# Any tools to project desktop to TV



## bxbzq (Apr 16, 2021)

Hi,
Are there any tools can project desktop to TV through wifi? Windows 10 has this "Project" feature I think is quite nice. I use it a lot, in office and at home.


----------



## aragats (Apr 16, 2021)

www/chromium browser can project ("cast") to chromecast devices and many smart TVs (with corresponding functionality). It has options to cast either a single window or the entire desktop.


----------



## drhowarddrfine (Apr 16, 2021)

aragats Does that work on Chromium? Seems like I looked for that years ago and can't find the button and/or it doesn't work anyway.


----------



## bxbzq (Apr 16, 2021)

aragats said:


> www/chromium browser can project ("cast") to chromecast devices and many smart TVs (with corresponding functionality). It has options to cast either a single window or the entire desktop.



Thanks for the info, but chromecast is not an option down here where I live.
The viable option for desktop project protocol is miracast.


----------



## SirDice (Apr 16, 2021)

As far as I know there are a few open source projects, Intel's WDS and OpenWFD for example. But none of them look like they've been ported to FreeBSD yet.


----------



## aragats (Apr 16, 2021)

drhowarddrfine said:


> aragats Does that work on Chromium? Seems like I looked for that years ago and can't find the button and/or it doesn't work anyway.

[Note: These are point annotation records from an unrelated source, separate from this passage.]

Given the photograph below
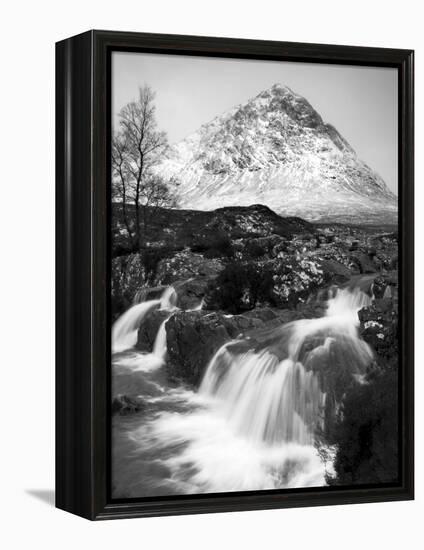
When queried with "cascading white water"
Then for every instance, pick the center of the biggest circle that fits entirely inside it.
(272, 394)
(251, 425)
(159, 347)
(125, 328)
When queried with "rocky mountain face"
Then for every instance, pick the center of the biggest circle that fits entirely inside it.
(276, 150)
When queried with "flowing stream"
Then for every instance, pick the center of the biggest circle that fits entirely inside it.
(251, 424)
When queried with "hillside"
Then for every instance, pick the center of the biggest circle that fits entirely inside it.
(276, 150)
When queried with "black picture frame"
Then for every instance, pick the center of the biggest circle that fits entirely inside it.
(82, 273)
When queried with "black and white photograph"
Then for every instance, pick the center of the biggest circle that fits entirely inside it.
(254, 275)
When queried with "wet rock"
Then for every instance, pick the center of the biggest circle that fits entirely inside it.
(379, 328)
(127, 277)
(193, 337)
(149, 328)
(125, 404)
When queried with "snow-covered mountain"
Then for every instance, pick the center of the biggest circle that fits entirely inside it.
(276, 150)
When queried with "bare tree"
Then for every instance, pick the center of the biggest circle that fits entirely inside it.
(137, 147)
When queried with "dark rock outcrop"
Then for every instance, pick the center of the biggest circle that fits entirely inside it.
(124, 405)
(149, 328)
(379, 328)
(193, 337)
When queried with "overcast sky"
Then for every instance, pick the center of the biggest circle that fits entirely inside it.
(361, 102)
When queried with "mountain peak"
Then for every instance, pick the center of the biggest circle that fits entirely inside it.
(275, 149)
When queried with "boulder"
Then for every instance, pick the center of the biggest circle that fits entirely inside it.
(191, 292)
(185, 265)
(193, 338)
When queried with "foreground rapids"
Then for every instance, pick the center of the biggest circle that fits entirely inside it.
(251, 424)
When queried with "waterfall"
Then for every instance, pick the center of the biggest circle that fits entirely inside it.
(270, 393)
(125, 328)
(159, 347)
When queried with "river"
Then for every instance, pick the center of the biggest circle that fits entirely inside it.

It does: 3-dots at the right top corner -> Cast...
Rarely it says "No device found", I ping my _chromecast_ device, then try again, and it works.


----------



## aragats (Apr 16, 2021)

SirDice said:


> As far as I know there are a few open source projects, Intel's WDS and OpenWFD for example. But none of them look like they've been ported to FreeBSD yet.


I guess, they require the _p2p_ mode to be supported by WiFi devices/drivers. I don't think FreeBSD provides it.


----------



## SirDice (Apr 16, 2021)

That miracast is an extension of the Wifi protocol, so I suspect it's going to need some modifications of the Wifi stack too.






						Miracast | Wi-Fi Alliance
					






					www.wi-fi.org


----------



## drhowarddrfine (Apr 17, 2021)

aragats said:


> 3-dots at the right top corner -> Cast...


I don't have that.


----------



## aragats (Apr 17, 2021)

I installed Chromium with `pkg`, currently it reports: `Version 88.0.4324.182 (Official Build) (64-bit)`.
Here is a short screencast.
It's not something new, it's definitely working for more than a year. You're right, when that feature appeared in Google Chrome, it didn't work in Chromium. I kept trying after each update, and at some point it worked.


----------